As to the earlier comment on currency war as being the real global issue, I emphatically agree, to the extent that we have a real continental-sized, geo-strategic adversary analogous to the Cold-War USSR who has much more subtle capabilities other than conventional/nuclear military that can bring this nation down, via blinding its military/naval/space-based sensors and generating cascading failures throughout its power grids, computer networks, financial system/financial trading system with a few key strokes. Or indeed by simply facilitating the end of the dollar-based international currency system through a variety of hand-shakes and strategic transactions, etc., etc. Since we really don’t have a competitive, borders-in techno-industrial base, the only hegemonic cards we have to play in this “Pax Americana” are our military (and we know how little we have and will to pay to keep that capability going) and the dollar. So yeah, and that’s another point which leads us back to leadership and direction vice responses to the media cycle, threats and such.

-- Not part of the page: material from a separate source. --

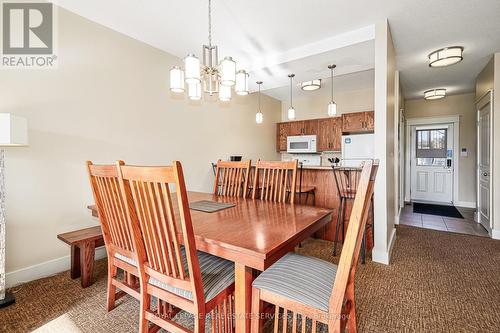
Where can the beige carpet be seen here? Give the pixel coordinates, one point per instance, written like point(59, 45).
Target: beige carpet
point(437, 282)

Comment by William R. Cumming

November 1, 2010 @ 1:47 pm

The US military has not been equipped or trained to deal with non-state actors. Attempts to do so have largely failed.

Comment by John F. Morton

November 1, 2010 @ 3:06 pm

True, as long as DoD and the defense industry lawmakers continue protect big platform programs and BMD to the degree we do. Re training, I think we are moving toward training for the Pentagon’s new map, and I can point to the communities that a rising proportion of USNA grads are entering these days, e.g., the USMC, SEAL and EOD communities, as evidence of this change.

Comment by William R. Cumming

November 3, 2010 @ 4:55 am

Men should not be measured solely by the size of their “toys’! Nor women either!